Four Whangarei Girls' High School students have been named runners-up in a national problem-solving competition, which saw them figure out some complicated science in just nine hours.
The four bright minds, Grace Elliot, Aria Zhang, Rebeca McKean and Mihi Shepherd, are all Year 13 students and took second place in the NZ's Next Top Engineering Scientist event for senior secondary school students.
The contest took place in August, when the Northland team sat in their school's library for the day to answer the question "What is the fastest humanly possible time for the Olympic 100m freestyle event?"
They concluded that the fastest possible time for the swimming event was 40.7 seconds.
Judges said their "mathematical analysis was very thorough and their report was beautifully written".
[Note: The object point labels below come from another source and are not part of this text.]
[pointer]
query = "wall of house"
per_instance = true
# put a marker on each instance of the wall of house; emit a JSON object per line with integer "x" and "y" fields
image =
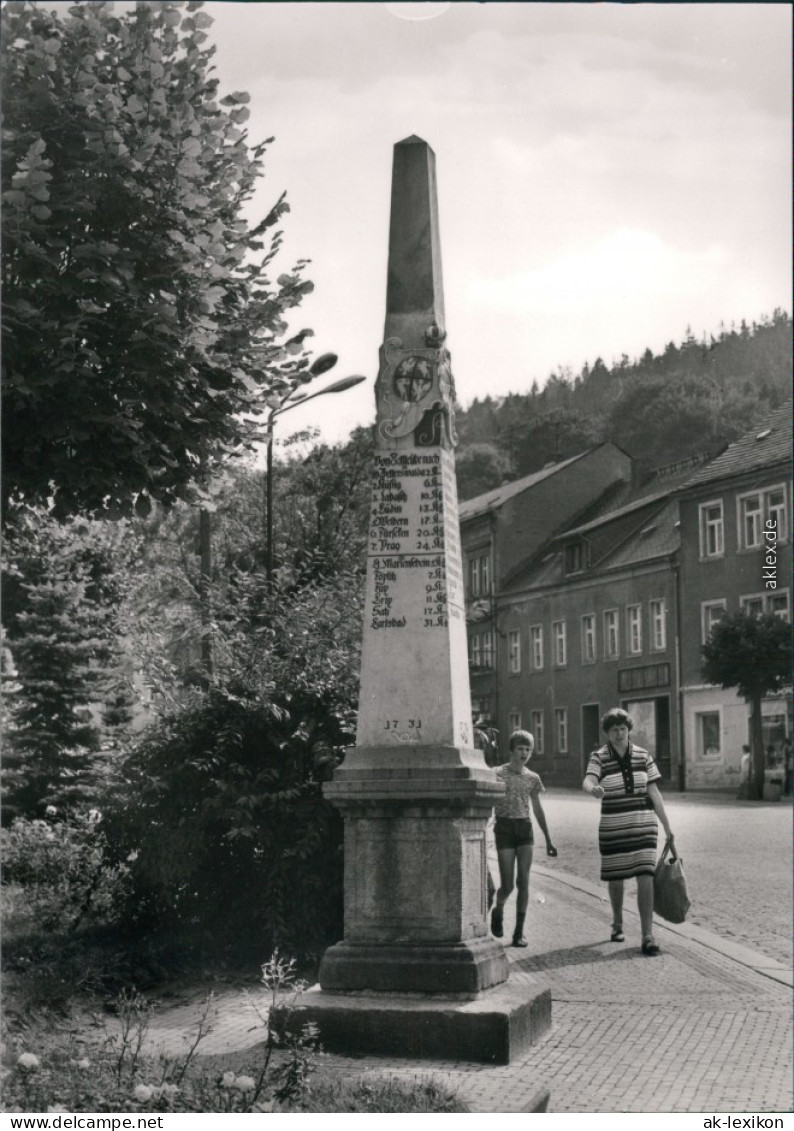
{"x": 586, "y": 689}
{"x": 735, "y": 573}
{"x": 527, "y": 520}
{"x": 718, "y": 767}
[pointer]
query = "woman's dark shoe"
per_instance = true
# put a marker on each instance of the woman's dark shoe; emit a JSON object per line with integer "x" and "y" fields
{"x": 497, "y": 922}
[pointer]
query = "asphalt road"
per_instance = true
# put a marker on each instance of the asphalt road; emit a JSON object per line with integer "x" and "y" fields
{"x": 738, "y": 860}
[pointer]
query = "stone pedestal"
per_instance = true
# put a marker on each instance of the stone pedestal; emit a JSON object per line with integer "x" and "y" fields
{"x": 415, "y": 882}
{"x": 494, "y": 1027}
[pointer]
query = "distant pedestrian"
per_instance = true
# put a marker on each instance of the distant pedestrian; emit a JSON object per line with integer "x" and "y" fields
{"x": 485, "y": 739}
{"x": 623, "y": 777}
{"x": 514, "y": 832}
{"x": 744, "y": 774}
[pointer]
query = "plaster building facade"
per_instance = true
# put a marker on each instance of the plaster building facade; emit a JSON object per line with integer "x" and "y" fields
{"x": 726, "y": 509}
{"x": 590, "y": 623}
{"x": 506, "y": 527}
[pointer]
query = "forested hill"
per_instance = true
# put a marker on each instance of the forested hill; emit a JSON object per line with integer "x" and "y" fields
{"x": 695, "y": 397}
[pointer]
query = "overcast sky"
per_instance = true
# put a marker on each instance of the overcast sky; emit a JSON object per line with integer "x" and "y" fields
{"x": 607, "y": 173}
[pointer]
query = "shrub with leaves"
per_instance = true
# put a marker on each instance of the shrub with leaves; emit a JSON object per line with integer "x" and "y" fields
{"x": 65, "y": 872}
{"x": 63, "y": 590}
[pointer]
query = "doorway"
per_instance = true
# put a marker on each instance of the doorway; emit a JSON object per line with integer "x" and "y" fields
{"x": 590, "y": 732}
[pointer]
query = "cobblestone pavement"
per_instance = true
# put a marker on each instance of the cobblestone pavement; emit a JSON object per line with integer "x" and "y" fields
{"x": 698, "y": 1028}
{"x": 738, "y": 858}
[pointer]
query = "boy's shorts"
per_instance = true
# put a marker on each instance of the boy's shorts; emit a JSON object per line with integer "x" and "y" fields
{"x": 512, "y": 832}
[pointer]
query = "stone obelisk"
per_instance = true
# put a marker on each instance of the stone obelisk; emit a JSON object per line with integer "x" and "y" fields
{"x": 414, "y": 792}
{"x": 417, "y": 972}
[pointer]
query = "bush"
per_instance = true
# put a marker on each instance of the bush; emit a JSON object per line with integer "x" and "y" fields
{"x": 65, "y": 872}
{"x": 225, "y": 826}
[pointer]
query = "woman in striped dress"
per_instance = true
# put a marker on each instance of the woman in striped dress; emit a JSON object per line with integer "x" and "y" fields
{"x": 623, "y": 777}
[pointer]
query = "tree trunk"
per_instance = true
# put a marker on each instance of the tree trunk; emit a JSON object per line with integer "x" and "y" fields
{"x": 756, "y": 792}
{"x": 205, "y": 592}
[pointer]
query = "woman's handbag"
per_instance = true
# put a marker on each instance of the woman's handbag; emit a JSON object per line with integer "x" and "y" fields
{"x": 671, "y": 899}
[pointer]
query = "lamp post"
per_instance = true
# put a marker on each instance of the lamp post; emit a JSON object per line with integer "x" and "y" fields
{"x": 321, "y": 365}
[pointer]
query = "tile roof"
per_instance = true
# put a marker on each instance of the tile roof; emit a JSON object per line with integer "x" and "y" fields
{"x": 609, "y": 516}
{"x": 491, "y": 500}
{"x": 767, "y": 443}
{"x": 658, "y": 536}
{"x": 653, "y": 537}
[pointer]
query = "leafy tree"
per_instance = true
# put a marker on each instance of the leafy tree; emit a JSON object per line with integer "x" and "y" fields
{"x": 63, "y": 586}
{"x": 751, "y": 654}
{"x": 481, "y": 467}
{"x": 140, "y": 329}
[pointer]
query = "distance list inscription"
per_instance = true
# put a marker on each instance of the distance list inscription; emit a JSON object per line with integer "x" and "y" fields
{"x": 414, "y": 543}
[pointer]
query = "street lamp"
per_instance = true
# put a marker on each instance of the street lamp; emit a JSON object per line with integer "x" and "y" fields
{"x": 321, "y": 365}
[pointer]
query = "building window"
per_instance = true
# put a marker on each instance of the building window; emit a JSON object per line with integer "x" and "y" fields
{"x": 778, "y": 603}
{"x": 711, "y": 529}
{"x": 536, "y": 724}
{"x": 588, "y": 654}
{"x": 710, "y": 612}
{"x": 560, "y": 644}
{"x": 708, "y": 734}
{"x": 757, "y": 603}
{"x": 480, "y": 576}
{"x": 754, "y": 510}
{"x": 536, "y": 647}
{"x": 750, "y": 516}
{"x": 561, "y": 726}
{"x": 633, "y": 629}
{"x": 611, "y": 637}
{"x": 575, "y": 558}
{"x": 752, "y": 605}
{"x": 658, "y": 624}
{"x": 515, "y": 650}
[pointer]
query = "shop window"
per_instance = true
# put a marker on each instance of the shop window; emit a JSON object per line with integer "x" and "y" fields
{"x": 708, "y": 734}
{"x": 536, "y": 647}
{"x": 536, "y": 724}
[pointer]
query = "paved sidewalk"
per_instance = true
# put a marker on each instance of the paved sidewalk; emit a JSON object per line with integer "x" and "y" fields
{"x": 705, "y": 1026}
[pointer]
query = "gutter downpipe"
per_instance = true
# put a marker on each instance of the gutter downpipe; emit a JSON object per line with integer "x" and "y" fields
{"x": 679, "y": 692}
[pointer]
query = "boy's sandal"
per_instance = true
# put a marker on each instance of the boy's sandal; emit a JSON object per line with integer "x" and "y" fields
{"x": 497, "y": 922}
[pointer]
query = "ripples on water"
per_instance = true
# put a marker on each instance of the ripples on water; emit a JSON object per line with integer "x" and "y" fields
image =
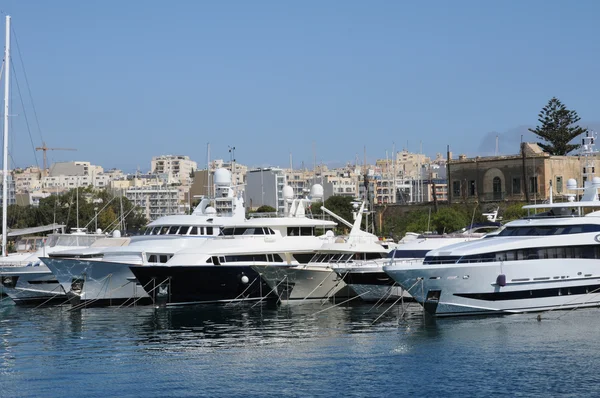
{"x": 289, "y": 351}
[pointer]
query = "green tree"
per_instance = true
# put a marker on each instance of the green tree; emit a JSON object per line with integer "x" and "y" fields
{"x": 448, "y": 220}
{"x": 558, "y": 128}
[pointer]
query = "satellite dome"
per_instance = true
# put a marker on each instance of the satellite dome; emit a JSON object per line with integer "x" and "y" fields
{"x": 288, "y": 193}
{"x": 222, "y": 177}
{"x": 316, "y": 191}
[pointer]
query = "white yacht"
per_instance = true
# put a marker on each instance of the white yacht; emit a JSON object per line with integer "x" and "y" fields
{"x": 222, "y": 270}
{"x": 34, "y": 283}
{"x": 544, "y": 262}
{"x": 101, "y": 276}
{"x": 318, "y": 280}
{"x": 368, "y": 279}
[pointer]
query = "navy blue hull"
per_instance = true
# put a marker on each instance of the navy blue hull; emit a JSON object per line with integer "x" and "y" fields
{"x": 170, "y": 285}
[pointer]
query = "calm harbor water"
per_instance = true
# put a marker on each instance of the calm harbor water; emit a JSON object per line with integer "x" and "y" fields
{"x": 239, "y": 351}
The contest is an annual event organised by the University of Auckland's Department of Engineering Science. Each year, participating students are given the question on the morning of the event.
When Grace Elliot spotted the contest being advertised at AUT's engineering day earlier this year, she decided to pull a team together.
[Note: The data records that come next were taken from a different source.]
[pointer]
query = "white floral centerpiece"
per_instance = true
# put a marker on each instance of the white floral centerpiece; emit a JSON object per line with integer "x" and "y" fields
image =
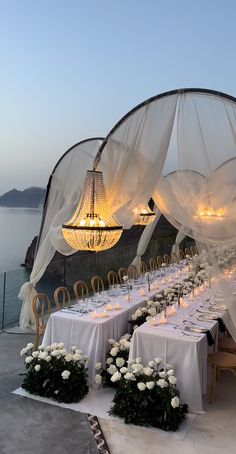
{"x": 147, "y": 395}
{"x": 56, "y": 373}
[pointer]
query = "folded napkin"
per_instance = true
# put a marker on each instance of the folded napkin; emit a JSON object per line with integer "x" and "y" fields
{"x": 222, "y": 327}
{"x": 210, "y": 339}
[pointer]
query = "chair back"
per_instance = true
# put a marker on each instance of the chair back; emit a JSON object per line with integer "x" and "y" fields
{"x": 159, "y": 261}
{"x": 186, "y": 251}
{"x": 97, "y": 284}
{"x": 40, "y": 306}
{"x": 112, "y": 278}
{"x": 166, "y": 259}
{"x": 62, "y": 298}
{"x": 80, "y": 290}
{"x": 121, "y": 273}
{"x": 133, "y": 272}
{"x": 143, "y": 267}
{"x": 152, "y": 264}
{"x": 174, "y": 257}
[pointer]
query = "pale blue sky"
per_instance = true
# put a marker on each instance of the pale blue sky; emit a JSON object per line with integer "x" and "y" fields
{"x": 70, "y": 69}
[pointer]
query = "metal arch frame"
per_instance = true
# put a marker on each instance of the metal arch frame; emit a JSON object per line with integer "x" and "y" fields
{"x": 49, "y": 185}
{"x": 163, "y": 95}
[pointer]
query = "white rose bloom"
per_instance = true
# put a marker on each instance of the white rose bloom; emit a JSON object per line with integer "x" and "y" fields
{"x": 116, "y": 377}
{"x": 120, "y": 362}
{"x": 175, "y": 402}
{"x": 162, "y": 383}
{"x": 158, "y": 360}
{"x": 123, "y": 341}
{"x": 77, "y": 357}
{"x": 169, "y": 366}
{"x": 171, "y": 372}
{"x": 43, "y": 355}
{"x": 28, "y": 359}
{"x": 112, "y": 369}
{"x": 60, "y": 345}
{"x": 148, "y": 371}
{"x": 65, "y": 374}
{"x": 53, "y": 346}
{"x": 129, "y": 376}
{"x": 114, "y": 351}
{"x": 162, "y": 374}
{"x": 98, "y": 379}
{"x": 136, "y": 368}
{"x": 172, "y": 380}
{"x": 141, "y": 386}
{"x": 150, "y": 385}
{"x": 109, "y": 360}
{"x": 111, "y": 341}
{"x": 29, "y": 346}
{"x": 126, "y": 336}
{"x": 138, "y": 360}
{"x": 68, "y": 357}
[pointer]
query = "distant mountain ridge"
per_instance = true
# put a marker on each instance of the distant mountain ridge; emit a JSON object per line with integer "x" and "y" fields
{"x": 29, "y": 198}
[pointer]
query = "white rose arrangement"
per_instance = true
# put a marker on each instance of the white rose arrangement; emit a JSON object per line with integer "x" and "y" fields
{"x": 56, "y": 373}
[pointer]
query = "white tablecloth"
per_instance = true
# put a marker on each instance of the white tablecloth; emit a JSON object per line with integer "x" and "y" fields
{"x": 187, "y": 353}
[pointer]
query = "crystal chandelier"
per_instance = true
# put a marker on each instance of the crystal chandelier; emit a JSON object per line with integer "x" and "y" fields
{"x": 92, "y": 227}
{"x": 209, "y": 214}
{"x": 146, "y": 216}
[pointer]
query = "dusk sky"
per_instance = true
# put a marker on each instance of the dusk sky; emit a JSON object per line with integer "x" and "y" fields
{"x": 70, "y": 69}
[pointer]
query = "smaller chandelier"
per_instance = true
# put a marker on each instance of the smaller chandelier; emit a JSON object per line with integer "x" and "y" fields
{"x": 92, "y": 227}
{"x": 209, "y": 215}
{"x": 146, "y": 216}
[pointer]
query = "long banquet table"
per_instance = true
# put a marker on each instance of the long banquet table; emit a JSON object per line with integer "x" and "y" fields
{"x": 186, "y": 350}
{"x": 92, "y": 335}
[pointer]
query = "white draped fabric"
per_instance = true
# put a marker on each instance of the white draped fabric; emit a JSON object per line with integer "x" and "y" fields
{"x": 180, "y": 149}
{"x": 66, "y": 186}
{"x": 144, "y": 240}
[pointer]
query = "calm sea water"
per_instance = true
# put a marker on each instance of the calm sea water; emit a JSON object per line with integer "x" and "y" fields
{"x": 18, "y": 226}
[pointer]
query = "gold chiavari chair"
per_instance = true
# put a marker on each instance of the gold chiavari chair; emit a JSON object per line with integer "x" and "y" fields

"It looked like fun. The hardest part was fitting the research into that nine-hour time period.
"I'm stoked we won. We didn't expect it," said Grace, who will study engineering at Canterbury from next year.
The team scooped up a nice $2000 in prize money.
Rebeca McKean said the event taught her that it's worth having a go at something new.
"I've not studied science this year, but I said I'd give it a go. The prize money will also be great to put towards our savings for college," said Rebeca, who plans to study Arts and Commerce at AUT.
A total of 182 teams from 71 schools throughout the country took part in the contest.